Employee rights is a broad term used to describe the range of legal protections that are afforded to individuals and groups that are in the employ of business organizations. Employee rights can be broken down into four primary categories: rights relating to labor union organizing and collective bargaining; rights relating to working hours and pay; rights relating to workplace safety and workers' compensation; and rights relating to discrimination in hiring or in the workplace. Fundamental employee rights are thus a significant factor in a wide range of human resource management issues that small business owners and supervisors face today, including questions concerning employee privacy, promotion policies, drug and alcohol testing and investigations, compilation and upkeep of personnel records and files, monitoring of employee performance and actions, and interactions with labor unions and their memberships.

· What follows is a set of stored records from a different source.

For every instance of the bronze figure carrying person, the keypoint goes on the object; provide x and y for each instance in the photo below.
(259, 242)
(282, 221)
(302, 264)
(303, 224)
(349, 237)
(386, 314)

Contemporary employee rights were established primarily through legislation, much of which was itself triggered by societal changes. Workers also secured rights through collective bargaining, but these rights were themselves established largely through legislation. Joseph D. Levesque, writing in The Human Resource Problem-Solver's Handbook, contended that individual privacy rights in the workplace have seen their greatest growth over the last century or so in three primary legal areas: federal and state constitutional law, state statutory law, and various forms of related tort law. "Most courts applying provisions of the U.S. Constitution [to employee rights in the workplace] have focused on two primary issues: autonomy and confidentiality. Autonomy has been normally limited to matters of free choice involving such personal and sensitive issues as marriage, sexual affiliations and practices, and contraception. More recently it has touched on such employer policy issues as nepotism and extramarital relations… Confidentiality has usually been a more straightforward issue involving the disclosure of information known or believed to be of a confidential nature."
Some observers—and particularly those whose sympathies lie with business owners and management—have criticized the growth in protections that have been extended to employees over the last several decades, but even those who perceive an environment of excessive regulations concede that many historic affirmations of individual rights—such as the right to equal treatment in the workplace, regardless of race, religion, or gender—are common-sense changes that do not threaten the ability of companies to operate in a proficient or profitable manner. Moreover, employers continue to "retain the fundamental and important rights to operate their enterprise and make business decisions," stated Levesque. "The manager who sees the challenge [of dealing with employee rights] will be the one who finds a solution when problems arise. This manager knows that both employee and organizational rights must be protected for the mutual benefit of both; that objectivity in the actions and decisions of managers is tantamount to judicious problem solving; and that managers must practice humane and precise methods of dealing with a more complex, informed, and idealistic workforce."
FUNDAMENTAL EMPLOYEE RIGHTS State and federal law is full of statutes that extend rights to workers in one area or another, but essentially, all of those statutes provide the following basic rights:
* Employees have the right to affiliate with or become a member of a recognized labor union or employee organization.
* Employees have the right to work in a safe environment.
* Employees have the right to file legal complaints against their employer without being punished in any way by their employer.
* Personal information about employees will be treated with extreme confidentiality.
* Employees will not be subject to what Levesque termed "arbitrary or capricious decisions that affect their employment or life in an adverse fashion."
* Employees have the right to work in an environment where they receive fair and reasonable treatment.
* Employees will not be required to perform any illegal or unethical act on behalf of their employer.
Employee rights is a sometimes-blurry term in today's business environment, as changing demographics, increased emphasis on individual rights in other areas of society, increased demand for educated workers, and changes in corporate management philosophies have all contributed to uncertainties about its exact dimensions. For example, many workers erroneously believe that full-time workers are legally entitled to paid vacations, sick days, etc. In reality, however, these and many other common provisions of today's workplace are is benefits, not rights. Yet paid vacation and sick days are so commonplace in many industries—as companies work to offer competitive benefit packages for prospective employees—that managers and employees come to see such benefits as staples of employee rights. Small business owners, then, would do well to research the major laws that serve as the cornerstones of employee rights and communicate the relevant aspects of those laws to their employees.